Dr. BRUCE H. COHEN responds:
A Although this question focuses on treatment, it's important to understand the clinical features and need for diagnosis before discussing therapies. Angelman syndrome (AS) is a genetic disorder that occurs in both boys and girls. In AS, usually everything seems “normal” at birth; the first symptoms of motor and cognitive delay are noticed by parents and the child's doctor usually soon after six months of life. In some children, there is hypotonia, or low muscle tone, and poor feeding ability noted shortly after birth. As the child begins to sit and walk, he or she may be tremulous and off-balance. He or she also may have an inappropriately happy disposition that can include laughing, smiling, and seeming overly excitable. We usually see the first specific clues to exact diagnosis within a year of a child's life, but in some children the overlap of symptoms mimics other conditions.
Seizures are common in AS and tend to start in the first few years. Other problems include feeding difficulties, crossed eyes (strabismus), gastroesophageal reflux, the development of small head size not present at birth (acquired microcephaly), spinal curvature (scoliosis), constant movement, a behavior of placing objects in the mouth, fascination with water, and severe sleep disturbance. Because of the problems with intellectual and motor development, most children with AS do not gain verbal skills and may not learn to walk on their own until six years of age or later.
The lifespan for people with AS appears normal, but children with AS never develop the ability to live independently. Right now, no therapies are available that treat the root of the disorder or that affect the ultimate cognitive outcome. To date, vitamin and supplement therapy has not proven to be helpful either.
However, treatments are available that will improve the quality of life and the communicative abilities of the child. Education should be geared toward communication skills and motor skills for help with the activities of daily living. Seizures may be subtle, and therefore any unusual movements or sensory changes should be investigated and, if found to be due to epilepsy, treated appropriately. Conversely, there is no reason to treat movements that are not epileptic with anticonvulsants.

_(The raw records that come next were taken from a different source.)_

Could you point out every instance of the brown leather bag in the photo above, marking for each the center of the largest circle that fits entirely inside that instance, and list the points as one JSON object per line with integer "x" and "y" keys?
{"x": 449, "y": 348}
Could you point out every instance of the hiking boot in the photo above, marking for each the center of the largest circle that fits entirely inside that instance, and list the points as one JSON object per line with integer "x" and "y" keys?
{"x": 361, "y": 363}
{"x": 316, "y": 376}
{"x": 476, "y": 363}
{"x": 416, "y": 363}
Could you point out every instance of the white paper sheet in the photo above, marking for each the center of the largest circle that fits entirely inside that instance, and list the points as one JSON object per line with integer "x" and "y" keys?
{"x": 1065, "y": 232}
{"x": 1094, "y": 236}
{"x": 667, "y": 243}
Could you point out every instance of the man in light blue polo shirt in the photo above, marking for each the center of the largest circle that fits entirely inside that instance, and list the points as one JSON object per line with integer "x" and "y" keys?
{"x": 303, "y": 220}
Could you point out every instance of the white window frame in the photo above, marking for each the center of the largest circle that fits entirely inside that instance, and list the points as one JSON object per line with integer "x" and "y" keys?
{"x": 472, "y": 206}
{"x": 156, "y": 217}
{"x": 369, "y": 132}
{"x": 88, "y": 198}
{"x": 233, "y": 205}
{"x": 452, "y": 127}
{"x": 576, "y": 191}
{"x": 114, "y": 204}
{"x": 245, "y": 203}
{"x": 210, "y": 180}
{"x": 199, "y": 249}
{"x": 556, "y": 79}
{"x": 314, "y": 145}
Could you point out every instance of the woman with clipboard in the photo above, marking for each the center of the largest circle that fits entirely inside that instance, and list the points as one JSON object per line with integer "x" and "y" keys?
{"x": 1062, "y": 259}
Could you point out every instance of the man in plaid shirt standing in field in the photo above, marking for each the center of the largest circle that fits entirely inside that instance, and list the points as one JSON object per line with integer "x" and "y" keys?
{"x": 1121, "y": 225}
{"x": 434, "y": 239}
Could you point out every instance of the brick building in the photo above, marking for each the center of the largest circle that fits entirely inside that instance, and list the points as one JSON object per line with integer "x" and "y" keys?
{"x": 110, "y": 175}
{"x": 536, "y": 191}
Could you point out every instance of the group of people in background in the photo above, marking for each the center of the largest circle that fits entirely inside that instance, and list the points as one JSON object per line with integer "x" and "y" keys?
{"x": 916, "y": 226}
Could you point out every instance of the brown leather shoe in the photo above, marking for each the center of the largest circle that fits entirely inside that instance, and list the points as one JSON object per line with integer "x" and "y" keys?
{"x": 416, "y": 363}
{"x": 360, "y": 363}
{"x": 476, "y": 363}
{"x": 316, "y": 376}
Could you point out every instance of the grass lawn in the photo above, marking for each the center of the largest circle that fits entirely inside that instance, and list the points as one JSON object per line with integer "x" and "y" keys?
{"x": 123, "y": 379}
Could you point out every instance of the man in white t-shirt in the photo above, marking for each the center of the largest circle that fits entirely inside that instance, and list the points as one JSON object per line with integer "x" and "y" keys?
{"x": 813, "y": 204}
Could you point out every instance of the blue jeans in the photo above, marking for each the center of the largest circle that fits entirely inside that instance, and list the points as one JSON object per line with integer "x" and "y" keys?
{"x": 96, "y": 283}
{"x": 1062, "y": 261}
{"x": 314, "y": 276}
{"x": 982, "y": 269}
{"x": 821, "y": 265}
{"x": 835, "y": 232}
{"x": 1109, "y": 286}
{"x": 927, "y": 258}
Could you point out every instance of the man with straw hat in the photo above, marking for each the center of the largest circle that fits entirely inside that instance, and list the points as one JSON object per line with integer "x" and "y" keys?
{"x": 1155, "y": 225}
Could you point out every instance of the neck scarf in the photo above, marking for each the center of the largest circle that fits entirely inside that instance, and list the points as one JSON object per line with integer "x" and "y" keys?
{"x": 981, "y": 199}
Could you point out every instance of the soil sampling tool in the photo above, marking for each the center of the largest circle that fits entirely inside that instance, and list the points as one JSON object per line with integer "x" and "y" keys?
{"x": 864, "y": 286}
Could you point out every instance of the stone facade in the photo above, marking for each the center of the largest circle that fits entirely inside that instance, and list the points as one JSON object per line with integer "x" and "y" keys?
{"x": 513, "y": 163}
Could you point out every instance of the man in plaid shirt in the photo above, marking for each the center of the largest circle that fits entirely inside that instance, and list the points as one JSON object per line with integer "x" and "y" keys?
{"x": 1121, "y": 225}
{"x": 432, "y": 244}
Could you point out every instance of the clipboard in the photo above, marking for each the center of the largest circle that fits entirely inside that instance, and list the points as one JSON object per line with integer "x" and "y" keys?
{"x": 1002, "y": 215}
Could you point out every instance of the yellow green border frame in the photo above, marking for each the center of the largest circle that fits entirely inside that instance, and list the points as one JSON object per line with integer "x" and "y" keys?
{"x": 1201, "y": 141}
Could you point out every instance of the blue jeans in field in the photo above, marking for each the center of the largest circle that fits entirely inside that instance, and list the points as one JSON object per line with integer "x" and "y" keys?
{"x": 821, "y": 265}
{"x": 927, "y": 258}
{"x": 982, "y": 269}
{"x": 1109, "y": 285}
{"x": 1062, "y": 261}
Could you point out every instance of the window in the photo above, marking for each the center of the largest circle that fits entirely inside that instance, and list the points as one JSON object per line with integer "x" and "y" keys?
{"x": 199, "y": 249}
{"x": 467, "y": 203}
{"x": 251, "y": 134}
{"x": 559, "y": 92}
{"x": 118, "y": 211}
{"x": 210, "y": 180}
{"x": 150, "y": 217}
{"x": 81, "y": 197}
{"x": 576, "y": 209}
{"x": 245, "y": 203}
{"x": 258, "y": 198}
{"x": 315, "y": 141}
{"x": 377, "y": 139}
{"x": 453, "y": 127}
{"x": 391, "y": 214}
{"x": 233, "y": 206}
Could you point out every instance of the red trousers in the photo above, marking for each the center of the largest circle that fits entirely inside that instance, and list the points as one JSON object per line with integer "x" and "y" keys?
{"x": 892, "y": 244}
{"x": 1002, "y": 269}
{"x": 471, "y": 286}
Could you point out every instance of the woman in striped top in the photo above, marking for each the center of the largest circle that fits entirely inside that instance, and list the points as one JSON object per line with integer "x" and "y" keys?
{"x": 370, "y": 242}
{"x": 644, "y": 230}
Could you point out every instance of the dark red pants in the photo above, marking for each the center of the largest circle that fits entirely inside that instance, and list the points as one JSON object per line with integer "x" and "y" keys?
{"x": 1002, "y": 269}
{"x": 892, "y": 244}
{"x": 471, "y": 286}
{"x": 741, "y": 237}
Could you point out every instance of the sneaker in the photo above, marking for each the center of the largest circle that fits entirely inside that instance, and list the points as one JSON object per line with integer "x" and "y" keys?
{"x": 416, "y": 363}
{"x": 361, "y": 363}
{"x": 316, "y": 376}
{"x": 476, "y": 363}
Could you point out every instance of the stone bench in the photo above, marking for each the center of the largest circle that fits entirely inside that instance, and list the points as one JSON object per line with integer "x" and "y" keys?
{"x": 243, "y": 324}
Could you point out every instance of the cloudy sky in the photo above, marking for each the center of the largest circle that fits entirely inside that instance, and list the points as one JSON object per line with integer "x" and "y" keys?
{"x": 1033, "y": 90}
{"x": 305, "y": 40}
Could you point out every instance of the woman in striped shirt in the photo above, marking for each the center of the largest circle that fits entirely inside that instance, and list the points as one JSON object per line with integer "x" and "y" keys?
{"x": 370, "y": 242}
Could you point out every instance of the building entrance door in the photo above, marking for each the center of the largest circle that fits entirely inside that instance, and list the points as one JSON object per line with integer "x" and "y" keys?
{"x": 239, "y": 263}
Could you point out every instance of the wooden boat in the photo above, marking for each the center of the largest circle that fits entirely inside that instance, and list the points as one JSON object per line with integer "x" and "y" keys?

Several anticonvulsants may worsen seizures in children with AS, including carbamazepine (Tegretol), vigabatrin (Sabril) and tiagabine (Gabitril). Some children can communicate much more effectively using nonverbal augmentative communication devices—ranging from picture cards to adapted pad devices, like the iPad, to commercial communication boards (which may have pictures, symbols, letters, or words attached for the child to point to). Treating insomnia, another symptom, with over-the-counter medications such as diphenhydramine (Benadryl) and melatonin are helpful in some children, while others may require prescription medication. As with any therapy, there are trade-offs, and these need to be addressed individually.
Early detection for scoliosis is also important, and the use of external devices such as plaster or molded vests, which are fitted orthotics strapped around the chest to keep the spine upright, may delay the eventual need for corrective surgery.